Les parcelles concernées par la présence de faons sont celles proches de bois néanmoins, les cultivateurs ne sont pas toujours conscients du problème : « En effet, un jeune faon n’est pas plus grand qu’un gros lièvre et l’agriculteur n’a très souvent pas conscience de son passage dans l’outil. L’animal est caché dans l’andain à l’arrière. Une motte de terre fait parfois plus de bruit qu’un faon broyé dans la machine. Lors des premières fauches, lorsque les animaux sont très jeunes, le seul moyen de s’en rendre compte est de constater la présence de la mère qui pleure dans le champ ou de rapaces qui tournent. Lors de la seconde fauche, les animaux sont un peu plus grands et se font souvent estropier. Les agriculteurs ayant vécu cette expérience assurent ne plus vouloir y être confrontés et prennent souvent contact avec nous ».

Pour éviter ces mésaventures, quelques repérages préventifs peuvent être utiles : « Cela demande un peu de temps et nous sommes bien conscients que cela n’est souvent pas possible pour les agriculteurs mais il est toujours bon d’être attentifs à certains signes tels que la présence de couches de chevreuils en lisière de bois. Si on repère des chevreuils en soirée, on peut plus que présumer de la présence de mère qui risque de mettre bas dans les hautes herbes. Une chevrette qui fuit au dernier moment est également un signe indéniable de la présence de faons dans les 50 mètres. Enfin, tout comportement anormal de l’animal, qui tourne en rond, détale à la dernière minute ou s’approche du véhicule… assure la présence de faons ».
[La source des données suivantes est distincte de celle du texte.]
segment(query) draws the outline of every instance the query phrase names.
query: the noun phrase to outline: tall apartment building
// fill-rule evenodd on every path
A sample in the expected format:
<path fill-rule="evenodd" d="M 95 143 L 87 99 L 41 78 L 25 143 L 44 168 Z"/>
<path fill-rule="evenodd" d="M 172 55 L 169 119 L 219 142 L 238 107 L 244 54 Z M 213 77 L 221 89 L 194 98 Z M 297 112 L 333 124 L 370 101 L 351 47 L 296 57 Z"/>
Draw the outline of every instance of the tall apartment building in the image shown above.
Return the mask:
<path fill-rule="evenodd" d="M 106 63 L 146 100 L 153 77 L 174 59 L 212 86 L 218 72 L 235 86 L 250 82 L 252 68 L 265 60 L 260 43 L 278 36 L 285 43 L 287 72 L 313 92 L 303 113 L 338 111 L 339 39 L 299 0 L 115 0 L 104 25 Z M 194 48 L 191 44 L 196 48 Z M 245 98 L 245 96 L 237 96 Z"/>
La mère n’est jamais tout à côté de sa progéniture sauf quand elle allaite. Elle bouge les faons de place à intervalles réguliers, il est donc très difficile de les repérer puisqu’ils sont éduqués à se tapir sans bouger dans l’herbe. « Il ne sert à rien de parcourir le champ en tapant des mains, ils ne partiront pas. Les battues avec chien prennent du temps et sont inutiles car les faons n’ont pas d’odeur. De même la présence d’épouvantails, la diffusion de musique ou d’ultrason ne servent à rien car les animaux s’y habituent rapidement. En bref, appelez-nous, nous nous rendons disponibles rapidement et gratuitement. Notre intervention peut même faire le bonheur des enfants de la famille ! », conclut Cédric Petit.